Today’s travelers expect the airport to be just like their living room or office, with comfortable temperatures, great audio-visual interactivity and blazing-fast Wi-Fi.
“While it is in every airport’s default mindset to operate safely and securely, each stakeholder can differ in how he or she wants day-to-day operations to run, and there is no one blueprint to copy and paste for all airports,” says Stu Garrett, an aviation project manager at Burns & McDonnell. Cultural and regional views, traveler familiarity, language differences and access to consumer technology require airports to evaluate and respond to meet growth curves appropriately.
“On top of things like easy check-ins, short security lines and punctual luggage retrieval, today’s travelers expect the airport to be just like their living room or office, with comfortable temperatures, great audio-visual interactivity and blazing-fast Wi-Fi,” Garrett says.
Because airports’ life spans stretch 50 years or more, choosing how or what to invest in is a complex challenge, especially considering that capital costs — and expectations — are high, and the stakeholder base vast.
Creating the Ideal Airport Experience
Part of passenger stress stems from the potential pain points of certain processes within the airport experience that are not streamlined or seamless.
“Because there is a time associated with each airport process, technologies are focusing on ways to speed up these steps, and airports are beginning to take notice,” says Nathan Sims, an aviation project manager at Burns & McDonnell.
Some technologies lessen the stress based on certain factors identified for improvement, especially as queue studies, data analytics and biometrics advance.
With the TSA Modernization Act, queue wait time technology is required to keep the Transportation Security Administration and travelers informed. The intent is to better inform passengers about where and when they should arrive at security checkpoints.
Technology that utilizes biometrics is one strategy that has enormous potential to improve the passenger experience and provide smooth traveling in the future. Biometrics includes the measurement and analysis of unique physical or behavioral characteristics, such as facial details, voice patterns or fingerprints.

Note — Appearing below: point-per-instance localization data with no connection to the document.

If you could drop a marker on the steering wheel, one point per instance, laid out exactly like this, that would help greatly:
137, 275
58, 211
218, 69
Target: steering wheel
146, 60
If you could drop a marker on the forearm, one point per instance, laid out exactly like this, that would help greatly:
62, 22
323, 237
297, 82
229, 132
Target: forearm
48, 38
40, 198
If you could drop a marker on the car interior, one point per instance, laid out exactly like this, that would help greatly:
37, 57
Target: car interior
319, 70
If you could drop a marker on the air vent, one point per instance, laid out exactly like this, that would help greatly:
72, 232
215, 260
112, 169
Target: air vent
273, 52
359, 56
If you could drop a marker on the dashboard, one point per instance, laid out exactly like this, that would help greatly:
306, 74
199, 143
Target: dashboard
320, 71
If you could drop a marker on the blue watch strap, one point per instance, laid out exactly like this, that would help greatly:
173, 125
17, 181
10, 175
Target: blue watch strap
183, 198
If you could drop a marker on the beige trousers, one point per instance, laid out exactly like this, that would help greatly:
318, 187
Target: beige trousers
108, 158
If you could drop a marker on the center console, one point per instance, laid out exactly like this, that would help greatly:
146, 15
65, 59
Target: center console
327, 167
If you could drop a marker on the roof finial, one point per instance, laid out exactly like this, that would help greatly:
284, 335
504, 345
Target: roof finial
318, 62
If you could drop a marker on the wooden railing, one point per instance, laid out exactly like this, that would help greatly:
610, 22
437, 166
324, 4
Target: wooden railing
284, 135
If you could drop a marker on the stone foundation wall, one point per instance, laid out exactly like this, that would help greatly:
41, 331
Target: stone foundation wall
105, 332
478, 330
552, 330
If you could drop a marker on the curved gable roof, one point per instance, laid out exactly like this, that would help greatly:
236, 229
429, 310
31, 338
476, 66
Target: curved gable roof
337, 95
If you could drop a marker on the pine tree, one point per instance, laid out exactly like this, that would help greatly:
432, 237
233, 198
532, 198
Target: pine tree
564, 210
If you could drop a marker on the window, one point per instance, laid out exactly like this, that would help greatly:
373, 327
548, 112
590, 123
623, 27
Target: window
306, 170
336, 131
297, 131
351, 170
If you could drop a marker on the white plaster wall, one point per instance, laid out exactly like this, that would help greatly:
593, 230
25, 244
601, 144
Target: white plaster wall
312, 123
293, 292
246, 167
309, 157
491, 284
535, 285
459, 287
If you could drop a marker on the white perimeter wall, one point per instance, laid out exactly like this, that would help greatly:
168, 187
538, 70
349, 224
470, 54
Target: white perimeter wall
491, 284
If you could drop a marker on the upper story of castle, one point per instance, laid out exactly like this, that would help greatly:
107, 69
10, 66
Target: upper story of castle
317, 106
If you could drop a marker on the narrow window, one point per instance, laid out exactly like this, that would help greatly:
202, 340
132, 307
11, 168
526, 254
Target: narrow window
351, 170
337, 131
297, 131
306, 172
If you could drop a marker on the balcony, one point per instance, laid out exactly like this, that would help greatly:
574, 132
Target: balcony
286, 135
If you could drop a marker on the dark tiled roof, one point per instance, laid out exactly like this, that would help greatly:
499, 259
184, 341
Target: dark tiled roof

Thanks to biometric technology, with the facial recognition system travelers won’t have to pause to show photo identification to a security agent. Instead, a passenger who has details already in the system can look into a special camera to establish his or her identity. Biometrics can shorten security lines significantly, as such seconds-long identification could minimize or eliminate the queuing that causes so much frustration.
While biometric technology can provide significant benefits to airports and travelers, full deployment and adoption of this technology may take years.
Facility cleanliness is another area that technology is addressing. Smart restrooms are trending within airports, stadiums and other arenas that accommodate large volumes of people. Features include sensors above the stalls, lights that indicate occupancy status and mounted tablets for facility guests to rate their experiences.
With the large number of users, smart restroom technology helps keep janitorial staff aware of the current state of the restrooms and managers in the know from a consumption perspective.
The passenger experience extends beyond the facility itself. It’s important for airport management to keep in mind what steps the traveler must take before entering and after leaving the building. Something as small as an overhang to stand under while waiting for a ride, or additional wayfinding signs that give an improved sense of direction, drastically can change how the traveler views his or her airport experience.
With the amount of technology and tools available today, airports have the resources to enhance the passenger experience — from curbside to takeoff and beyond. Something that might seem small to airport management could be the one thing that disrupts a traveler’s day. Incorporating key stakeholder inputs — including the passenger’s perspective — can help airports implement small, impactful details or larger‑scale overhauls for an optimal traveling experience.